Les synodes régionaux abordent aussi d’autres domaines qui touchent de façon très pratique au fonctionnement des Églises locales : ainsi dans plusieurs régions la question est posée d’une réorganisation de leur fonctionnement. Celles-ci sont appelées à une réflexion sur le rôle et la fonction du pasteur, à l’intérieur de nouveaux espaces, les bassins de vie. Ainsi, par exemple, dans la région  Centre Alpes Rhône, le synode invite ses membres à réfléchir à de nouvelles façons de partager les engagements en église Cela devrait aboutir à une mutualisation et un redéploiement des postes pastoraux et des ministres, par exemple, dans un cadre plus large que celui de la paroisse traditionnelle. Certes, ce sont au départ, des considérations financières qui incitent à un changement des habitudes de fonctionnement. Cependant, au -delà de cette question, on peut discerner aussi une chance à saisir. Ainsi, ré-envisager ensemble une façon nouvelle de vivre l’Église, n’est-ce pas ouvrir des chemins nouveaux, voire se donner du souffle et de l’élan ! Quelle est la vocation de l’Église ? Qu’en attendons nous, aujourd’hui ? Il s’agit bien sûr de se mettre à l’écoute de Dieu…
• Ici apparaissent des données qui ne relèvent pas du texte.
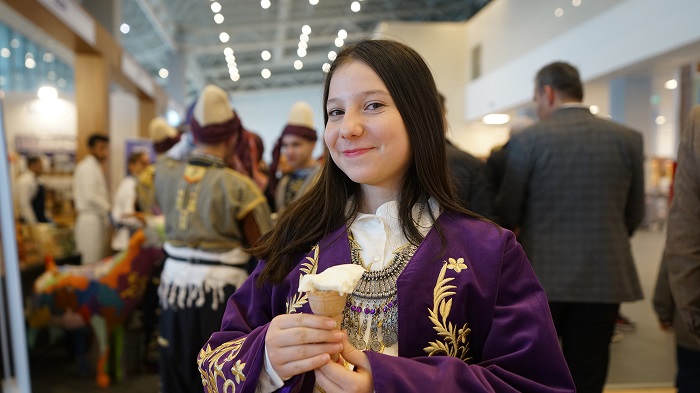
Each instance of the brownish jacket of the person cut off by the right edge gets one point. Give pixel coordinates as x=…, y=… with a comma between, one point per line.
x=683, y=234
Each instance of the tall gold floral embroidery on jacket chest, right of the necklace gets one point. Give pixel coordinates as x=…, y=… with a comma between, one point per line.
x=455, y=341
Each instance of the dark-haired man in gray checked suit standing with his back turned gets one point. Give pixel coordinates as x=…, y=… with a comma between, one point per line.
x=574, y=186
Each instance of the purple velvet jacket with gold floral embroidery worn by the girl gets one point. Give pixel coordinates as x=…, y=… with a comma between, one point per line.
x=481, y=295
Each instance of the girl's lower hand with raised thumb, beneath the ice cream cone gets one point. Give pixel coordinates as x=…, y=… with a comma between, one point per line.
x=333, y=377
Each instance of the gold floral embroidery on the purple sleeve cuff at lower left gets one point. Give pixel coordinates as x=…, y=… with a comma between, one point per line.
x=215, y=366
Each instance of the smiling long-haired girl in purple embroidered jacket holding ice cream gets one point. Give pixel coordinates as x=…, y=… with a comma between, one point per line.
x=448, y=301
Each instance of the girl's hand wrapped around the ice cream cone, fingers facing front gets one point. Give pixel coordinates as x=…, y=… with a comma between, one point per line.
x=297, y=343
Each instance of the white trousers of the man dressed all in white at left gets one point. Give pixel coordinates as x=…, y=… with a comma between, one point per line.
x=91, y=236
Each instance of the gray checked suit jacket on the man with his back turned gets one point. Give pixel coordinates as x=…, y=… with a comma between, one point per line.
x=574, y=185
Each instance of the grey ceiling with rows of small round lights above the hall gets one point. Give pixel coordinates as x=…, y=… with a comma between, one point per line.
x=162, y=29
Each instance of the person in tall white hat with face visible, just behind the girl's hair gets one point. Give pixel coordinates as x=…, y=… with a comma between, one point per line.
x=296, y=144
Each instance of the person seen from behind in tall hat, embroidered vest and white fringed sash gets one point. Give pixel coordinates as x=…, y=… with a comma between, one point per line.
x=211, y=214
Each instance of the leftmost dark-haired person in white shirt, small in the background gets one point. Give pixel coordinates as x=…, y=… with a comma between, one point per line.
x=31, y=194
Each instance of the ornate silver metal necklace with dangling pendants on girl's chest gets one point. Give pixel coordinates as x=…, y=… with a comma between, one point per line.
x=374, y=302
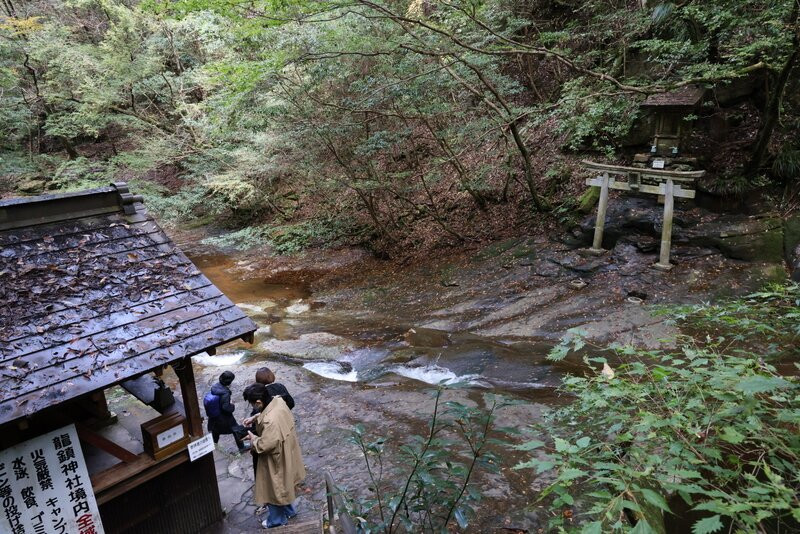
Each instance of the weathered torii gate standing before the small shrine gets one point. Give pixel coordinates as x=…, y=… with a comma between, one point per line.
x=669, y=184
Au travers de ces différentes perspectives, on peut légitimement penser que les protestants réformés sont aujourd’hui appelés à innover… à expérimenter une nouvelle façon de « faire Église », en quelque sorte. L’initiative et la proposition intitulée « Écoute, Dieu nous parle » invite à « mettre en valeur ou à retrouver le sel, le cœur de la vie de l’Eglise et de sa mission. Et il s’agit en plus, d’oser imaginer et vivre une expérience inédite, permettant à chaque Église locale d’écouter la parole de Dieu avec d’autres ».

À chacun des membres de s’approprier ces propositions, mais aussi d’être inventif et créatif, pour répondre aux besoins qu’expriment nos contemporains.